WMCJ (1460 AM) was a radio station licensed to serve Cullman, Alabama, United States. The station was owned by Jimmy Dale Media, LLC.

WMCJ was broadcasting a sports format, simulcasting WFMH (1340 AM).

==History==
This station began broadcast operations as WFMH, transmitting with 1,000 watts of daytime-only power on an assigned frequency of 1300 kHz, on March 25, 1950. The station was licensed to The Voice of Cullman and was owned in part and operated by B.C. Eddins.

In 1955, the station moved to 1460 kHz to accommodate a power increase to 5,000 watts, still restricted to daytime operations.
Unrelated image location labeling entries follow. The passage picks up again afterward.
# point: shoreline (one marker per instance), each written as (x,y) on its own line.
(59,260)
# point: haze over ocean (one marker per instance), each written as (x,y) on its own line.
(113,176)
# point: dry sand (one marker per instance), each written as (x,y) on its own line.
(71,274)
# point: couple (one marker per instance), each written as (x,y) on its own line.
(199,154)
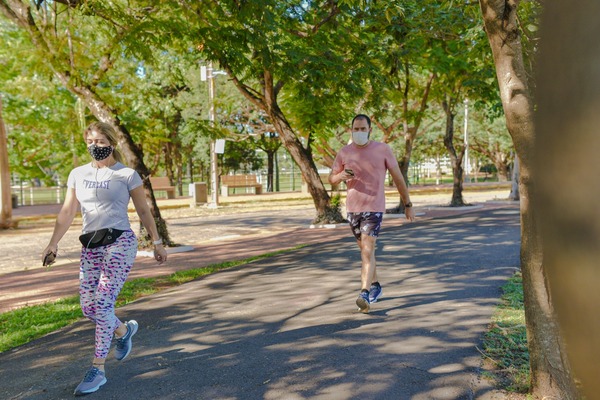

In 1959, the station expanded to 24-hour broadcasting with the addition of a 500 watt nighttime signal.

After more than 46 years of continuous ownership, The Voice of Cullman applied in May 1996 to transfer the broadcast license for WFMH to Eddins Broadcasting Co., Inc., a company wholly owned by B.C. Eddins. The deal was approved by the Federal Communications Commission (FCC) on June 24, 1996, and the transaction was consummated on June 30, 1996. B.C. Eddins died on August 26, 1996, at the age of 81 and control of Eddins Broadcasting passed to his heirs.

In April 2002, Eddins Broadcasting Co., Inc., contracted to sell this station to Queen of Peace Radio, Inc. The deal was approved by the FCC on May 10, 2002, and the transaction was consummated on July 1, 2002. The new owners had the FCC assign this station the WMCJ call letters on September 20, 2002.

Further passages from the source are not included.